When I was watching television, I can’t remember what it was, I saw challah bread and it looked so good! I forgot about for a while until it re-surfaced in my mind yesterday. I had to try and make it. For those of you who don’t know (me included, I googled it) challah is a traditional Jewish bread that is eaten during the Sabbath. It’s a lot of egg in this bread which gives it some texture I guess, but we don’t eat eggs do we? So what to do? It must be possible to make braided bread that resembles this without using eggs. I decided to experiment a little, nothing out of the ordinary though, the base is classic wheat dough, and the thing I was interested in was the braiding.
Without knowing how to braid it I started making the dough. This part was pretty straightforward. I let the dough rise for almost 3 hours but as long as it doubles in size I think you will be fine.
First I thought about making a braid with three dough strings. You know the kind of braid you learned how to do when you were little. But then I thought, hey why stop there, I’m going to get professional on this. So I ended up with six dough strings and no plan at all.
Without proper braiding knowledge, I started a “two over-one under” technique that worked great until I got lost. Halfway in I was confused and freestyled the last part. If you find a smart way to braid the six dough strings, let me know in the comments.
The end result looked like this.
Challah is brushed with egg white but I used soy cream. If you don’t have soy cream you should be fine with some soy milk.
Impress your friends with this beautiful braided bread. It looks (and tastes) great.
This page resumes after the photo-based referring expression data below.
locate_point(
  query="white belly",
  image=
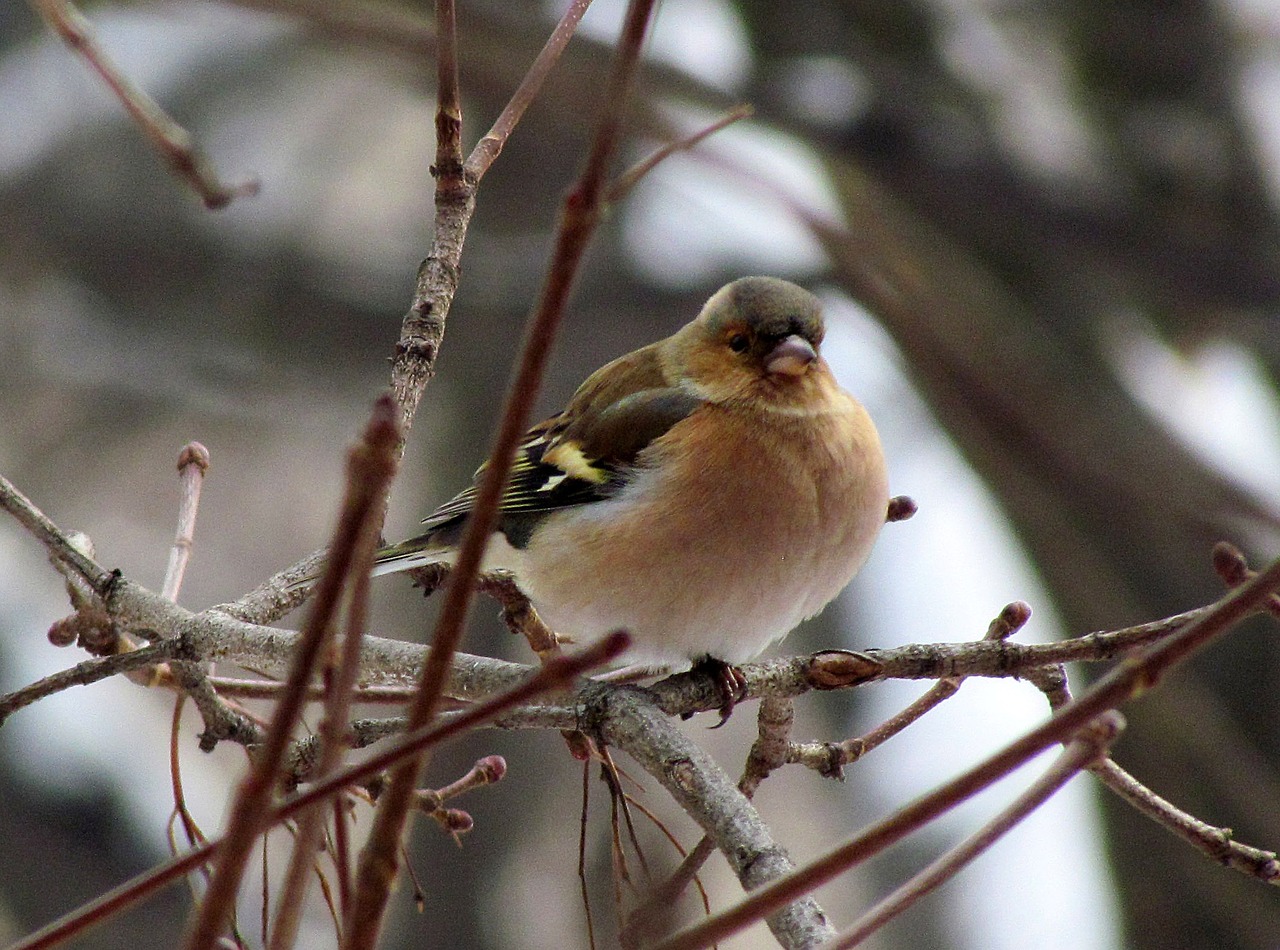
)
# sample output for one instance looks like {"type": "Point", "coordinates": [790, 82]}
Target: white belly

- 2 1/2 dl (1 cup) water warm
- 3 tbsp water hot
- 2 1/2 tsp active dry yeast
- 10 dl (4 cups) all-purpose flour
- 2 tsp agave syrup
- 2 tsp salt
- 1 tbsp flax seed
- 1/2 dl (1/4 cup) canola oil
- 2 tbsp soy cream
Pour the yeast into the warm water in a medium-sized bowl and add the agave syrup.
Mix the flaxseeds with the hot water in a small bowl.
Pour the flour and salt in a large bowl and mix.
At this point it should be a frothy layer on the water with the yeast, if not your yeast has expired.
Make a well in the middle of the flour and pour in the water with the flaxseeds together with the canola oil. Add some flour from the sides to create a stretchy glue like dough.
Pour in the yeast water and mix well with a spatula. When the dough starts to form start kneading it and continue to knead for about 10 minutes until you have a firm dough that is easy to form.
Cover with a kitchen cloth and let rise (the longer the better) until it has at least doubled in size.
Take the dough out of the bowl and cut it into 6 bits. Roll each bit out to strings of equal length.
Combine the top parts of your strings and squeeze them together with our hand and then start braiding.
When finished, lift the loaf to a baking sheet covered oven tray. Cover and let rise for about 45 minutes.
Brush the loaf thoroughly with soy cream; make sure to get some in every crack and corner.
Put the loaf in the oven at 175 C / 350 F / Gas Mark 4 and bake for about 30 minutes.